Three brothers with juvenile amaurotic idiocy were studied. Their symptomatology was dominated by three clinical manifestations: a - visual disturbances (progressive decrease of vision, ending, after few months, in total blindness) which were the first manifestation of the disease in all the cases and started at the age of 6 and 7 years; b - psychic disorders, which were evident in case 1, beginning at the same time of the visual impairment and persisting till the final stage of the disease (the patient died when she was 17 years old); the total impairment of the intellectual functions was also strongly marked in case 2 and less severe in case 3; c - convulsive seizures made their first appearance at the age of 11 years in all the cases. The somato-neurological examination disclosed only a generalized decrease of deep tendon reflexes (cases 1 and 2) and no extrapyramidal, cerebellar or pyramidal signs.

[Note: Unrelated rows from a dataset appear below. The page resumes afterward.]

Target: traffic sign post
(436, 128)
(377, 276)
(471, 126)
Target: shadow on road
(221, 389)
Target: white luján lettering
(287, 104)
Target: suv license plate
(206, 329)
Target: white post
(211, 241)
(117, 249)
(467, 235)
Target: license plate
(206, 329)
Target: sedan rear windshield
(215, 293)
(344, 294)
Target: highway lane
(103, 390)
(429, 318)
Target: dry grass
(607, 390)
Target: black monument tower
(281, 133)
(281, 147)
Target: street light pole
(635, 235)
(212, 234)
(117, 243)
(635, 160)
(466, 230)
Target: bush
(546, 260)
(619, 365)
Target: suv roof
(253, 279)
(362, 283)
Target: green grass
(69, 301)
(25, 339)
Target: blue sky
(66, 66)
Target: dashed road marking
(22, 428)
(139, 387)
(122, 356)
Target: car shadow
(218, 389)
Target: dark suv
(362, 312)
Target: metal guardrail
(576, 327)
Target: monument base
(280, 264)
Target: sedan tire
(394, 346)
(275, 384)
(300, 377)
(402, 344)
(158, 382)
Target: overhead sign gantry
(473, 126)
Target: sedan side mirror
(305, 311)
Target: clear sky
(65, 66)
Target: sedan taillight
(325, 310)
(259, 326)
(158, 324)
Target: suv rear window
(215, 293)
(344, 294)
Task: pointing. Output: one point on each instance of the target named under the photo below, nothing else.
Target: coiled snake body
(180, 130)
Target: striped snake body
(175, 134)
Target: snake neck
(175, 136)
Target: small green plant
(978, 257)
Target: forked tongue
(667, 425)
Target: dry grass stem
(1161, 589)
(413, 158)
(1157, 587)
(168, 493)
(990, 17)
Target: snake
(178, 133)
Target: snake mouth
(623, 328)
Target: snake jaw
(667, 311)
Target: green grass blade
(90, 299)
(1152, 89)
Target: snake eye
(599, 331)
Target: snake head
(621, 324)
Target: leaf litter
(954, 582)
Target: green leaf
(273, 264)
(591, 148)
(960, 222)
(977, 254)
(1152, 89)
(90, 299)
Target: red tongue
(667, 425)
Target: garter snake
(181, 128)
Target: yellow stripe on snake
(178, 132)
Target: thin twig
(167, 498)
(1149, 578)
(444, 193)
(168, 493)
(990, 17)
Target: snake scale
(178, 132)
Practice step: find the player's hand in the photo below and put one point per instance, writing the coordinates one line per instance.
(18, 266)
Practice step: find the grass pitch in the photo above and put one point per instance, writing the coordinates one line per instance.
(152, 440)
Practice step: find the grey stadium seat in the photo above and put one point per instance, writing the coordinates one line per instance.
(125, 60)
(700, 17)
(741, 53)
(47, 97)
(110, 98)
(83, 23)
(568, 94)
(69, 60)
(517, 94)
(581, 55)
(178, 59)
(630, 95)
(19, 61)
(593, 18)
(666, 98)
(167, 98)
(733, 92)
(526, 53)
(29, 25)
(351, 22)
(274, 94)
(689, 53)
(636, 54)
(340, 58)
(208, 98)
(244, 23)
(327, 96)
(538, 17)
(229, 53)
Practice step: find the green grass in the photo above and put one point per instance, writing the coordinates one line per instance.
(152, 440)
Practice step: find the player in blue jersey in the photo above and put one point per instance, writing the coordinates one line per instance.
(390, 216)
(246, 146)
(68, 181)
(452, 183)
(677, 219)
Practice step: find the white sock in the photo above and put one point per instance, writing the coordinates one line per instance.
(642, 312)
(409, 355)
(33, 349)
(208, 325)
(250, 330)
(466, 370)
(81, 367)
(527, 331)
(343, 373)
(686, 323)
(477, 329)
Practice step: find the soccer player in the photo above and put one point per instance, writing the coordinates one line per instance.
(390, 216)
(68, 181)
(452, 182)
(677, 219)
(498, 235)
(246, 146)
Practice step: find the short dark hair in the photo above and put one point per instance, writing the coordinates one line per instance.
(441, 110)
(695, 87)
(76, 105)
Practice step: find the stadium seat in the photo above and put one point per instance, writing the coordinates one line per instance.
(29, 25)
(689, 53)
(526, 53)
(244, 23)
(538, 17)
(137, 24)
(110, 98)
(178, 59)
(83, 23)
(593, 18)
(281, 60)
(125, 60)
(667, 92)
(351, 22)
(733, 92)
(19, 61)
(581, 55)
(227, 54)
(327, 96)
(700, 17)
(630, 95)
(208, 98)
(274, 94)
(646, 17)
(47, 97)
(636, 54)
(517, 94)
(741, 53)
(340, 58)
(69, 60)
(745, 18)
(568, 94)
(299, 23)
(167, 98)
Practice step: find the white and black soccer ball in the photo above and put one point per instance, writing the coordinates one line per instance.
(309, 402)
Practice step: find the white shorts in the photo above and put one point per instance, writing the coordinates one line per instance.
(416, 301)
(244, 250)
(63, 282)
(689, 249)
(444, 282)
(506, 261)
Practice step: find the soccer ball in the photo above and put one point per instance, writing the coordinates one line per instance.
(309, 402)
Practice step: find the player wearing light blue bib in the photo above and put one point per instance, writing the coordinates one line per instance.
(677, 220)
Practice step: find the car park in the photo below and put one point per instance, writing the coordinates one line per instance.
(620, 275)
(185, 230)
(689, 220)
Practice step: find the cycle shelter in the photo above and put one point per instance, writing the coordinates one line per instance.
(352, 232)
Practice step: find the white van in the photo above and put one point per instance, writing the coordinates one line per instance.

The ophthalmoscopy showed, besides atrophy of the optic disks, pigmentar retinosis, which was evident in cases 2 and 3. The following studies carried out in cases 2 and 3 are particularly stressed: the examination of blood groups which showed marked consanguinity in the parents (first cousins); the electroencephalographic study; the electrophoretic determination of plasmatic proteins, lipo and glycoproteins, which evidenced significant changes in the three elements; the electrophoresis of the cerebrospinal fluid proteins, which showed decrease of the albumin/globulin ratio, specially dependent to increase of the γ fraction, in case 2 (the more severe); in case 3 it was only evidenced an isolated increase of the γ globulin, with fall of the β fraction. Finally, it was studied the vacuolization of the lymphocytes, found in high proportion in the peripheral blood of cases 2 and 3 and of their first cousin with similar disease; this feature seems to be correlated to the severeness of the disease.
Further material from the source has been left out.